On election day, Merkel was punished for so much courage. In an election thought to be unlosable for the opposition, her party only narrowly won more votes than the social democrats, with whom she was forced to enter into a grand coalition. Merkel learned her lesson and has not talked about anything that remotely looks like an economic reform.

On the contrary, she now talks and acts like the social democrats she once liked to castigate. In her latest U-turn, she supports universal minimum wages (she calls them "lower-wage limits").

The quest for the often welfare-dependent median voter has turned all parties across Europe into social democratic parties.

Elections in the past have been thinly disguised bidding wars between political operators that turned around the question of who could promise more to the present generation at the expense of generations to come. The bills for politicians' profligacy were shifted into the distant future. Europe's politicians became masters in the art of fiscal illusion, always making the costs of their programs appear smaller than they really were.

It is fair to say that European politicians not only managed to fool voters about the true nature of their fiscally unsound policies, but for a long time their reckless policies also escaped the attention of capital markets. Perhaps that was because deficit spending in Europe had been practised for so long that it was regarded as a perfectly normal state of affairs. In any case, Europeans were convinced that state bankruptcies could happen only to hapless Latin Americans or unsophisticated Southeast Asians, not to them.

As Europe's debt crisis now reveals, that was an arrogant mistake. Like everybody else, Europeans cannot escape the consequences of their actions forever. The day of reckoning for Europe's previously celebrated social model has come.

This is a rude awakening from the social democratic dreams across Europe, not just in Greece, Spain or Italy. Germany, the self-righteous and self-proclaimed anchor of stability, has an official debt ratio of 81 per cent of GDP, which is still higher than Spain's. And British politicians, who gleefully look down on the troubled eurozone, can only hope that the debt vigilantes do not turn their attention to Britain's budget deficit, which is just as bad as Greece's.

Europe is a continent run by a deeply statist social democratic elite. For decades, they have become used to only enjoying the proceeds of growth. And when that growth was no longer sufficient, they were quick to prop it up by going deep into debt.

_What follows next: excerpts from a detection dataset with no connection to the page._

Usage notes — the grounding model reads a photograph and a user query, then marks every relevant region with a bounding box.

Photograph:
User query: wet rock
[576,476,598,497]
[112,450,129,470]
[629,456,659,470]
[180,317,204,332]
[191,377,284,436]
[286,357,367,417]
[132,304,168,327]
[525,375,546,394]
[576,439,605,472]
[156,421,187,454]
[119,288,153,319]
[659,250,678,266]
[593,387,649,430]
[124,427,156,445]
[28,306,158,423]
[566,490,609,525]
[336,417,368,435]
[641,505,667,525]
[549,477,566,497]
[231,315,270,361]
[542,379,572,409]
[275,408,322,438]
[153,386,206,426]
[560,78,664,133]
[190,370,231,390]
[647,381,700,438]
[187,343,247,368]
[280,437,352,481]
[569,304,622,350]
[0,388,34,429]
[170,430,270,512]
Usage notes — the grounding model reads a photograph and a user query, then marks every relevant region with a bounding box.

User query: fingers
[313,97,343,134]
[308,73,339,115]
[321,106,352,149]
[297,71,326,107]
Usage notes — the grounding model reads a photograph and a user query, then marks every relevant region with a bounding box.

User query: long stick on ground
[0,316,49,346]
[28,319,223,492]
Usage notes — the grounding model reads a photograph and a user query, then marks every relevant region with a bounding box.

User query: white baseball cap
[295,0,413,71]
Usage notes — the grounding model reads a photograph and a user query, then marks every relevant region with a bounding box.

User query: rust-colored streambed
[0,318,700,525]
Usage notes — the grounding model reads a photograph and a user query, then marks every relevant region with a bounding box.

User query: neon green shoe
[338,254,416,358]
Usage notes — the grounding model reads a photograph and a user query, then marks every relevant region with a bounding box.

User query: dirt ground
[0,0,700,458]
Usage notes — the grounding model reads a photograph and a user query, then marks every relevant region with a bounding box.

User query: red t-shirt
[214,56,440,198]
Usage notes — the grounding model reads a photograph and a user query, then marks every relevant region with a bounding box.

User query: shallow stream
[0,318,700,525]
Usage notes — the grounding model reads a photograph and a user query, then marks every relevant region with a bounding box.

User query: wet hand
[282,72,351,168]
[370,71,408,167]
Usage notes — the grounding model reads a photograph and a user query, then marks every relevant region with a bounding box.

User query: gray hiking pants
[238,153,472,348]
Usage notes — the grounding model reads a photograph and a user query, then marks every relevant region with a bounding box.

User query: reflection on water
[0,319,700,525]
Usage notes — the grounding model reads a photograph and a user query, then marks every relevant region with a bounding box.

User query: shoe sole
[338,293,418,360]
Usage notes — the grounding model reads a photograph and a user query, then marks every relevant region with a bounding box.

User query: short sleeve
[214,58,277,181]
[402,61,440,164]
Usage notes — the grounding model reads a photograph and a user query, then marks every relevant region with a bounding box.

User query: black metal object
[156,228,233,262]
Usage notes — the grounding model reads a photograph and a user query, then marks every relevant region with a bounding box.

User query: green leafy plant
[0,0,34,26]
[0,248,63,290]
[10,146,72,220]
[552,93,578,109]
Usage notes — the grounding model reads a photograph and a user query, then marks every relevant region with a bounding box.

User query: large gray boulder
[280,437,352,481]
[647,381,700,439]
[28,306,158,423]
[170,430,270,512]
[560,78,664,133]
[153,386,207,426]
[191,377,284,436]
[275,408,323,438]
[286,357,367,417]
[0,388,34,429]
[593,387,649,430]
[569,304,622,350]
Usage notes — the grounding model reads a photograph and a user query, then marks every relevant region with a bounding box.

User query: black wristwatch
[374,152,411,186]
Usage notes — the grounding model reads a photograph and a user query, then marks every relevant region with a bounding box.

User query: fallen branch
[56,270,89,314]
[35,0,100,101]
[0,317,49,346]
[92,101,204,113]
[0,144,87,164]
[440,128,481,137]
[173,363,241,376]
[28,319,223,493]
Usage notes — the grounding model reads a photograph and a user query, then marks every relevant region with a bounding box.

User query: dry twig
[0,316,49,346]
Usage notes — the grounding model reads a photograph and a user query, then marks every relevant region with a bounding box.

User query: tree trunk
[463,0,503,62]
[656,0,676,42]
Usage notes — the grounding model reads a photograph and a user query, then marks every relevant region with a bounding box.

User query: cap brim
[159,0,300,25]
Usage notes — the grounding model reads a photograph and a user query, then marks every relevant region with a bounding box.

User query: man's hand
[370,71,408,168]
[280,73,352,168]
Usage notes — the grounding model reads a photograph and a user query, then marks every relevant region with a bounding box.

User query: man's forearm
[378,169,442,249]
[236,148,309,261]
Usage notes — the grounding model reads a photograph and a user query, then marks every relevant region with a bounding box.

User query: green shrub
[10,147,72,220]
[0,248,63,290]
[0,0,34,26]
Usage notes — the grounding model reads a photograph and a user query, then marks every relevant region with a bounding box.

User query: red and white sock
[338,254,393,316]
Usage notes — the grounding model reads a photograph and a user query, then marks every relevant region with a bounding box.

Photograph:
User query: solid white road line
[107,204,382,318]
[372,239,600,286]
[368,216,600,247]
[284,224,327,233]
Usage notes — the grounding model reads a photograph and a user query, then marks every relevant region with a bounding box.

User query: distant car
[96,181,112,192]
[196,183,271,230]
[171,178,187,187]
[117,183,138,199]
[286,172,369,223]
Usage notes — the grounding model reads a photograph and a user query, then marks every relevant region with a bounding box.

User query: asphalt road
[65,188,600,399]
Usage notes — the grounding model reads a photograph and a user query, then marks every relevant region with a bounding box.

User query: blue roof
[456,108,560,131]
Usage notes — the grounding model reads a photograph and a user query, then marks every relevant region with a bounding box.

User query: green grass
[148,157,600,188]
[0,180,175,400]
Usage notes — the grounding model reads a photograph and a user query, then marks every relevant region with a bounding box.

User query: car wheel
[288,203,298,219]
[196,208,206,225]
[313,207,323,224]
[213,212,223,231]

In recent months, capital markets have finally - and not a day too late - made it clear to politicians that this is an unsustainable business model for Europe. What must happen next is the painful task of reining in public expenditure, cutting back the state, and freeing the economy so it can recover.

All these tasks are anathema to social democrats. Little wonder that European politicians are going cap in hand to the Chinese rather than tackling their own home-made problems. But whether they like it or not, for lack of any political alternatives, it will be up to Europe's social democrats of all parties to clean up the mess they have created.